Notwithstanding those figures I completely agree with your continued call
for mandates to self-archive.

Best wishes


David C Prosser PhD
SPARC Europe
Tel: +44 (0) 1865 277 614
Mobile: +44 (0) 7974 673 888

-----Original Message-----
From: American Scientist Open Access Forum
Behalf Of Stevan Harnad
Sent: 04 September 2006 21:18
Subject: The Geeks and the Irrational

The Geeks and the Irrational

(For the fully hyperlinked version of this posting, with figures see: )
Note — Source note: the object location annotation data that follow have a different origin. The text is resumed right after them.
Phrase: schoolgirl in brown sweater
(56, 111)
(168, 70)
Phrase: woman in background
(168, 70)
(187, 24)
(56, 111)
A promise: If it should turn out that the spontaneous author uptake
rate for the "hybrid gold open access" option -- i.e., journals that
give authors a choice between either conventional subscription-based
publication or paying to make their own article open access --
significantly exceeds the spontaneous author uptake rate for "green
open access" self-archiving (currently only about 15%, averaged across
all fields, even though 94% of journals have given authors their green
light for immediate OA self-archiving), then this weary archivangelist
will retire to his tent, in defeat and dismay, at having wasted a
decade and a half on trying to maximize the impact of human
rationality, only to discover that the sole thing that had been
missing all along -- as Thomas Walker had suggested in 1998, in the
proposal that launched the American Scientist Open Access Forum -- was
the option to purchase the extra visibility at a price!

My guess, though, is that researchers are no more likely to do,
spontaneously, for a fee, what they would not do, spontaneously, for
free, for well over a decade now, despite its substantial benefits to
themselves and their research. As 95% of researchers sampled
predicted, repeatedly, when surveyed by Alma Swan (2006) of Key
Perspectives (all figures accompanying this posting are from Key
Perspectives) and others; and as researchers confirmed by their actual
behaviour when submission rates for IRs with and without
self-archiving mandates were compared (Sale 2006): Most researchers
will not bother to self-archive until and unless they are required to
do so by their institutions and/or funders : Not for free, and even
less likely for a fee!

Hence it is Immediate-Deposit & Optional-Access (IDOA) Self-Archiving
Mandates by researchers' institutions and funders that will
propel self-archiving rates from their current spontaneous 15% rut
into unstoppable growth toward 100% (given that Rationality alone did
not prove to be enough to inspire researchers to self-archive, but it
did prove to be enough to inspire their institutions and funders to
extend their existing "publish-or-perish" mandates to
"publish-and-self-archive"), and that few will choose to pay for what
they could have for free (but couldn't be bothered to provide it till
mandated to do so). The outcome would be 100% OA either way, of
course, but there would be some consolation if it turned out to be
mandated Rationality, rather than muddled Irrationality that

(IF AND WHEN the urgent question should ever become (1) how to pay
publication costs (subscriptions having been cancelled) rather than
(2) how to end access-denial and impact-loss (as now), THEN the
windfall savings from the subscription cancellations will be the
rational source out of which to pay the publication costs. To pay for
OA now, in advance, when all the money is all still tied up in
subscriptions, when all costs are still being covered, and when
catastrophic cancellations are only a hypothetical possibility --
well, you find your own preferred i-word for describing it...)

Stevan Harnad


Hajjem, C., Harnad, S. and Gingras, Y. (2005) Ten-Year
Cross-Disciplinary Comparison of the Growth of Open Access and How it
Increases Research Citation Impact. IEEE Data Engineering Bulletin
28(4) pp. 39-47.

Sale, Arthur (2006a) Researchers and institutional repositories, in
Jacobs, Neil, Eds. Open Access: Key Strategic, Technical and Economic
Aspects, chapter 9, pages 87-100. Chandos Publishing (Oxford) Limited.

Swan, A. (2006) The culture of Open Access: researchers' views and
responses, in Jacobs, N., Eds. Open Access: Key Strategic, Technical
and Economic Aspects, chapter 7. Chandos.